Monday, February 16, 2009

Mitchel

[Just to let my readers know, all of the names have been changed from real life to protect the identities of those who wish to remain withheld.] 
Okay. I just want to let you guys know that I am a girl who has somewhat great taste in boys. I have amazing taste in vanilla guys, but okay taste in African American guys. I have had my share of very cute vanillas and in chocolates..... Okaaaay...
 But right now, what's on my mind is the guy who I shared my first kiss with. Mitchel isn't really all that but I had a crush on him for the longest time and felt like I was finally getting my chance with him. He's funny, tall, and has a nice body but he's just not that cute. But at the time, I thought he was very attractive!
 We don't go to the same school. He's a grade older than me. I remember everything about him. But recently, I decided to stop talking to him b/c I saw him at a basketball game where he wanted to be fake around all of his friends. So for a while I didn't text him at all. 
 On valentine's day, I received a text from him saying "hay. happy valentines day". so i replied and we got to talking again.

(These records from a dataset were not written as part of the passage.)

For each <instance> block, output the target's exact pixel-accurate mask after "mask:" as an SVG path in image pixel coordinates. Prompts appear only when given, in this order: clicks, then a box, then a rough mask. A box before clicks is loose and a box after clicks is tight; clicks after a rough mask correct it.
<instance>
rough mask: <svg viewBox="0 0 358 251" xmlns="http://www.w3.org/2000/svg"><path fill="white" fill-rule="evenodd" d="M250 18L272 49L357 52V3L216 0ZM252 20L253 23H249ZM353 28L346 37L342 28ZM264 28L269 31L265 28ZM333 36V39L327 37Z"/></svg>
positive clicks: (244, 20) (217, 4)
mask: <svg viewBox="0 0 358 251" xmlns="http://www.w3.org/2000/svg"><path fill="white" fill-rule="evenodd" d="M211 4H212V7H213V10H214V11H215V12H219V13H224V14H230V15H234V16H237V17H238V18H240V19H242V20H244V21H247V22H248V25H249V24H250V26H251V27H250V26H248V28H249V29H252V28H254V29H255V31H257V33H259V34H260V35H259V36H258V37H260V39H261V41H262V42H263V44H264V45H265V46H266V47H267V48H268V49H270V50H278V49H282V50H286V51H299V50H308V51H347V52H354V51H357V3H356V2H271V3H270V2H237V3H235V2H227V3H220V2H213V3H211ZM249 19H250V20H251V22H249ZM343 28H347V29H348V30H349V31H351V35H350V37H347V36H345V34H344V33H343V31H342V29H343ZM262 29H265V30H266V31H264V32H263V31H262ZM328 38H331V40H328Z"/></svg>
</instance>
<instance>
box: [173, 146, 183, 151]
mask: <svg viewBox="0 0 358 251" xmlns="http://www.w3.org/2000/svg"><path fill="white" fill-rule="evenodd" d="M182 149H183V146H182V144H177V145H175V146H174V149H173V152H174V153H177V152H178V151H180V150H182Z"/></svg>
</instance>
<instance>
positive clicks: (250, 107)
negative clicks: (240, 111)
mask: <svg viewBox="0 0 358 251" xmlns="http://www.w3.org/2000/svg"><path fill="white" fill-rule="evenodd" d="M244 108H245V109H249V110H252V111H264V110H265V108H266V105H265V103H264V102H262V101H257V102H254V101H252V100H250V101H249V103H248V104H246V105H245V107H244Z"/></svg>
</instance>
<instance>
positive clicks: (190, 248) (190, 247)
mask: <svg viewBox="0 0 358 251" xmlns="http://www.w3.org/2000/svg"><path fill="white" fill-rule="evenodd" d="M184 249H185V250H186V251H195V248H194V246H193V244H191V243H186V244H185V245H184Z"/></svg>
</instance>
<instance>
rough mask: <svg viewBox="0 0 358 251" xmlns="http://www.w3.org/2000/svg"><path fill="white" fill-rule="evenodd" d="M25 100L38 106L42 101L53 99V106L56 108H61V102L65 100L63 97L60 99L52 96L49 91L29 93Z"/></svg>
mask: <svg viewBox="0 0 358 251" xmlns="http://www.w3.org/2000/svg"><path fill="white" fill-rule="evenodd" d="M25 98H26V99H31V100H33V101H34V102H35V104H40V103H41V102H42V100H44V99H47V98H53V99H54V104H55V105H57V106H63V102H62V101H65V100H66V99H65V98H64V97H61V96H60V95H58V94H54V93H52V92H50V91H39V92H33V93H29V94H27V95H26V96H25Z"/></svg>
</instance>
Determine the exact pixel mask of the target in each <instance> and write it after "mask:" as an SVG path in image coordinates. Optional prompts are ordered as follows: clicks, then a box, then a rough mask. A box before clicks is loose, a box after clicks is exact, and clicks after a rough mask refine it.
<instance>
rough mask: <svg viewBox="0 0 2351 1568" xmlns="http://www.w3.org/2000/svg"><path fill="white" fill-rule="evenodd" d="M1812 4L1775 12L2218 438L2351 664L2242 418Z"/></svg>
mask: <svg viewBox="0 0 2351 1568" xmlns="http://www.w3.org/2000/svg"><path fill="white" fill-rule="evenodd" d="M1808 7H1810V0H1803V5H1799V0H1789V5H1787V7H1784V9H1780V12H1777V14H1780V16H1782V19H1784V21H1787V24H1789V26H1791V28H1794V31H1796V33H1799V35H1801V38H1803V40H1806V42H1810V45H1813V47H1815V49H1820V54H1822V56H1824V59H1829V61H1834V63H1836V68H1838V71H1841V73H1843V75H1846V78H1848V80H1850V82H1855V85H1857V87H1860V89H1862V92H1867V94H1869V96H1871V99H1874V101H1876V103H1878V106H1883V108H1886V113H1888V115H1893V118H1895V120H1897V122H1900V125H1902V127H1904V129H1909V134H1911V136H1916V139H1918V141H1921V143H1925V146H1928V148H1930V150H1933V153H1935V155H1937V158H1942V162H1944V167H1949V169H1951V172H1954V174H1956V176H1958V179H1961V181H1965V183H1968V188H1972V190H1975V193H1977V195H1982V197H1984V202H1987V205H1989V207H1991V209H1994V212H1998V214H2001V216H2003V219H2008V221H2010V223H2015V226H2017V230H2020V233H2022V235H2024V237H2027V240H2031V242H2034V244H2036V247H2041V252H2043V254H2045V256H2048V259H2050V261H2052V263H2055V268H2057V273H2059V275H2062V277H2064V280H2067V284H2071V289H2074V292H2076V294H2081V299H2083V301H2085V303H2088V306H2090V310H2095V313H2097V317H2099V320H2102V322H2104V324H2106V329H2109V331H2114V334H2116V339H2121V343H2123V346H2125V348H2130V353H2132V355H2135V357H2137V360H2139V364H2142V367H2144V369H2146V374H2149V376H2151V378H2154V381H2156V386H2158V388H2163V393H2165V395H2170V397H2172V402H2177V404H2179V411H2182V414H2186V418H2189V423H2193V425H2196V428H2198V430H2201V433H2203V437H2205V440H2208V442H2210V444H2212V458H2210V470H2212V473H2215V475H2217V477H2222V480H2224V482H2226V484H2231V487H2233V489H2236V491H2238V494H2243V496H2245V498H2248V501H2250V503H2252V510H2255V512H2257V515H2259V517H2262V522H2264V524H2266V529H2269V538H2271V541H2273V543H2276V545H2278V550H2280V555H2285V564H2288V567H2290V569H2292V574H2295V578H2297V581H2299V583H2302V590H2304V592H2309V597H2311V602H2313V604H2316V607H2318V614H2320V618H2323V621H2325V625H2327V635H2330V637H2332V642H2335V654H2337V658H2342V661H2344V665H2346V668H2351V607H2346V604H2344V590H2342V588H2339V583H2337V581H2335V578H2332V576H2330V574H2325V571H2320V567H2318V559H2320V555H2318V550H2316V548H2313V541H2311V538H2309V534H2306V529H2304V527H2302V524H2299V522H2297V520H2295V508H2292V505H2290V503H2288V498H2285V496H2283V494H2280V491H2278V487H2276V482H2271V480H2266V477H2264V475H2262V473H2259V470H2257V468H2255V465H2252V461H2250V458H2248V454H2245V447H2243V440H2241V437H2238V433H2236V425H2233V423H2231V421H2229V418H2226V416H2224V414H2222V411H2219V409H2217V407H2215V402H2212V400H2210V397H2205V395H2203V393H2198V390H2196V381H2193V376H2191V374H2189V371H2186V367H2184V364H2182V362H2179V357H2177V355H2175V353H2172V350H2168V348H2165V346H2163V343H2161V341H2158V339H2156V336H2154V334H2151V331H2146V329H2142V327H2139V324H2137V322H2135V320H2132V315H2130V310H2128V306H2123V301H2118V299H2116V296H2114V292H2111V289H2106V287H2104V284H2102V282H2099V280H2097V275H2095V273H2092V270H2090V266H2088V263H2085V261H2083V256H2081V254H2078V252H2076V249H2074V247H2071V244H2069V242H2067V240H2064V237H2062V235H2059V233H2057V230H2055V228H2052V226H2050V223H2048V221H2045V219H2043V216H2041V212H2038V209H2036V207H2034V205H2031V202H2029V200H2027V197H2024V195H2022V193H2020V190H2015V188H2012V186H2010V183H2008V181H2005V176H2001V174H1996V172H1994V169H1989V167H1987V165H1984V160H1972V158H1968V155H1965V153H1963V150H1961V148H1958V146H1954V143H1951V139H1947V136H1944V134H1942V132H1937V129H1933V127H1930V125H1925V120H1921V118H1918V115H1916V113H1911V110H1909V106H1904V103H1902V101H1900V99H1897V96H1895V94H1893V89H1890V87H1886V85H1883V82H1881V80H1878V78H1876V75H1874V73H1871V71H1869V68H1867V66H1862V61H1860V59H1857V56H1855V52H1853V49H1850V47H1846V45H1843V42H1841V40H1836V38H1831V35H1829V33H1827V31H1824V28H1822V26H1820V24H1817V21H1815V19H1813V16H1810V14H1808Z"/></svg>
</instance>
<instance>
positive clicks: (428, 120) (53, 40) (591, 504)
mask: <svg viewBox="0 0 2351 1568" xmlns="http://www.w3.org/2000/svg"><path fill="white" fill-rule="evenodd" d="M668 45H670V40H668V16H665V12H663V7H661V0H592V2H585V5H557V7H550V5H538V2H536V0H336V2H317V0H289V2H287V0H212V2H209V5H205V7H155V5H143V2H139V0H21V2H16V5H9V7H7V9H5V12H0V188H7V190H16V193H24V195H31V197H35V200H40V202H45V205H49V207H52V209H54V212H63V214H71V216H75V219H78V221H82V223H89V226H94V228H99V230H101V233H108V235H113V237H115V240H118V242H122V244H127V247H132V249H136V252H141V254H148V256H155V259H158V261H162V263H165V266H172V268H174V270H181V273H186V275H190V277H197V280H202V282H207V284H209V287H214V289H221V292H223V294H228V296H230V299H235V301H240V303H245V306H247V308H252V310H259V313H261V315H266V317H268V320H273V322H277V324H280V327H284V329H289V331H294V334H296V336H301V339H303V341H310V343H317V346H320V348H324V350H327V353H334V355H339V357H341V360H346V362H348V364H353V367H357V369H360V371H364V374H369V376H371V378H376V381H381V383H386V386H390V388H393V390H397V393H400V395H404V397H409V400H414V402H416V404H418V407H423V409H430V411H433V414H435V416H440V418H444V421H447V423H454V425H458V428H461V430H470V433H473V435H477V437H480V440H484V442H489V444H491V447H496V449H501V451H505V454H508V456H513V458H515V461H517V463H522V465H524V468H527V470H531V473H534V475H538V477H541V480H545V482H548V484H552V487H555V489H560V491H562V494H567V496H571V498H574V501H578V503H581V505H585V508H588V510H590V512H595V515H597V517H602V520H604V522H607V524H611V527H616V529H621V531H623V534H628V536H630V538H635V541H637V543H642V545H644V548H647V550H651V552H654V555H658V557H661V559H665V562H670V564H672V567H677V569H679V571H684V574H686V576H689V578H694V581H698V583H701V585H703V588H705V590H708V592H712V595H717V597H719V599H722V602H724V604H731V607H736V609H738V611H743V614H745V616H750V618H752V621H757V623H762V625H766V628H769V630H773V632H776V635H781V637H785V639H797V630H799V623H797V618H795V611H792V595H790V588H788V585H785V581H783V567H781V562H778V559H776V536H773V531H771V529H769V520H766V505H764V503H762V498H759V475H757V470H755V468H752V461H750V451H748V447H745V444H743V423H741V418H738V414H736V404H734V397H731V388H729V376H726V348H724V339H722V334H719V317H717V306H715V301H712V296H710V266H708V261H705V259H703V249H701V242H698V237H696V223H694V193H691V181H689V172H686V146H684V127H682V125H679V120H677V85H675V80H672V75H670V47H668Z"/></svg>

I remembered how before, whenever he would text me, I got giggly and happy on the inside. I think some of those old feelings came back again. :( I'm gonna try not to like him anymore, but after all, he was my first kiss. I really really really liked him. 
 I decided to tell my friend [his ex] about the situation and she explained to me why they were no longer dating- he was a "player" and tried to flirt with other girls at the school that he is currently attending. I had heard before that he was a player but I just didn't wanna give up what we had. I liked him too much to listen to  what other people said. I knew that he flirted with me a lot when he had other girlfriends but I just ignored it. I decided to leave him alone from then on out.
 But one day, I was hanging out with one of my friends who is also really good friends with Mitchel. They go to the same school and she told me that he already had a girlfriend. A few days before this, he told me that he was single. So, Angelica explained that he got a new girlfriend a couple days after him and his ex broke up. So, I, of course, was a little upset that he didn't tell me about this before b/c he was still flirting with me afterwards. That was when I cut him off completely. But I stil think about him a lot. Is that normal???

Sunday, February 15, 2009

Blog Numero Uno

So, I read a book about a girl who has a secret online blog for a couple of her friends to read and I thought, hmm... Why don't I start a blog?? wouldn't that be awesome?? And so here I am typing this blog to probably millions of people who may or may not read this. I hope some people do read this, though. 
Well, I would like to introduce myself. My name is Andrea, but you can call me Andi :). I am 13 years old and I run this blog!! 
Well since this is my first blog, I guess I should tell you some words to describe me... Those words will be: fun, sweet, polite, energetic, blessed, Christian, tomboy, girly, cute, stylish, sports-loving, and intellectual. 
I am a fun-loving party animal and I like to dance and sing! :) You should grow to love me! :) I hope you enjoyed this blog and all the others that are coming soon! Thanks so much for reading!